Da ist der Kanton Genf mit seinem modernen Wildtiermanagement mit Wildhütern Jahrzehnte voraus. Dort braucht es keine Treibjagden mit Hunden, obwohl immer sehr viele Wildtiere aus den umliegenden Gebieten in den Kanton Genf flüchten und bleiben, wenn in Frankreich oder Kanton Waadt Treibjagden praktiziert werden.

„Die Regulation erfolgt ausschliesslich durch Wildhüter, es werden keine Amateurjäger einbezogen“, so Gottlieb Dandliker. Für diese „Gardes de l’environnement“ spielen Sicherheit, Ethik und Tierschutz eine grosse Rolle: „Wir können uns nicht einen einzigen Unfall leisten.“ Tierschutz bedeutet vor allem die Vermeidung von angeschossenen Tieren. „Das passiert massenweise in der Umgebung, im Waadtland, in Frankreich. Da werden Treibjagden gemacht, die Tiere werden angeschossen, man findet sie oder findet sie nicht – oder erst eine Woche später“, berichtet der Faunainspektor. „Stresssituationen wie bei Treibjagden – wo die Tiere wissen: das war eine ganz furchtbare Sache – gibt es bei unserer Regulation nicht.“ Führende Bachen werden nicht geschossen – aus ethischen Gründen. Denn wenn die säugende Mutter fehlt, sterben die Kleinen. Auch die Leitbachen und die großen Eber werden nicht geschossen. „Dadurch erhoffen wir uns eine Stabilität in der Rotte und im Verhalten der Tiere“, erklärt Dandliker. „Wir haben hier regelmäßig Gruppen von Wildschweinwaisen von der französischen Jagd, die ihre Mutter verloren haben und in die Dörfer kommen.« Solche führungslose Frischlinge können natürlich grosse Schäden verursachen. Und es ist bekannt, dass sich Wildschweine nach Abschuss der Leitbache unkontrolliert vermehren.
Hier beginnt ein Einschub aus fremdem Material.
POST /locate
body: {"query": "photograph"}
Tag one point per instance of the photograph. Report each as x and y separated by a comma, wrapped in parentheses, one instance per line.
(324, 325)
In anderen Ländern wie England oder Italien werden die Wildschweine über eine Geburtenkontrolle (Immunokontrazeption) sogar noch ethischer und tierschützerischer kontrolliert.

Die Immunokontrazeption wird heute angewendet, um Tierbestände in freier Wildbahn oder in Zoos zu begrenzen. Die Immunokontrazeption hat im Gegensatz zu hormonellen Methoden praktisch keine Nebenwirkungen. Bisher sind die immunokontrazeptiven Anwendungen bei über 100 verschiedenen Tierarten erfolgreich getestet worden. Darunter bei wild lebenden Pferden, Hirsche, Wildschweine, Bisons, Eichhörnchen, Hunde, Katzen, afrikanischen Elefanten usw. Studien haben gezeigt, dass so behandelte Hirsche z. B. bis 5 Jahre unfruchtbar sind.

Die natürlicherweise tagaktiven Wildschweine haben sich dem Menschen angepasst und ihre Aktivitäten weitgehend in die Nacht verlegt. Die scheuen Tiere haben einen ausgezeichneten Geruchssinn, und sie hören sehr gut. Bereits das Klicken beim Einrasten des Gewehrverschlusses oder beim Entsichern der Waffe veranlasst sie zum Rückzug (Tierportrait Wildschwein).

Schwarzwild
Wildschweine

Hinzu kommt, dass das Wildschweine lernfähig ist. Wenn eine Bache an einem Ort schlechte Erfahrungen gemacht hat, meidet sie diese Stelle für längere Zeit. Und weil Wildschweine – ausgenommen die älteren, allein lebenden Keiler – immer in der Rotte unterwegs sind, das heisst in Gruppen mit 2 bis 3 Bachen und mehreren Jungtieren, entsteht ein kollektives Wissen. Forscher glauben, dass die starke soziale Struktur einer der Hauptgründe dafür ist, dass Wildschweine so schwierig zu erlegen sind. Derart schwierig, dass Jagdgesellschaft entnervt ihre Flinten ins Korn werfen oder sich eben immer neuere Tierquälereien ausdenken.

Die IG Wild beim Wild fordert, dass neue, sinnvolle und nachhaltige Wege gegangen werden zur Lösung heutiger Probleme.

Die Taten der Hobby-Jäger im Wildschweingatter und auf der Jagd widersprechen diametral den schweizerischen Tierschutzgesetzen z. B. Art 26 und Art. 4.

Jagd ist und war historisch gesehen nie ein Wildtiermanagement gewesen und produziert mehr Schäden als Nutzen. Die Jagdstatistiken sprechen seit Jahrzehnten eine deutliche Sprache, wer für die Tierquälereien, Schäden, Überpopulationen, Umweltzerstörung, Gewalt, Missbrauch, Respektlosigkeit, Unwahrheiten, Brutalität usw. verantwortlich ist.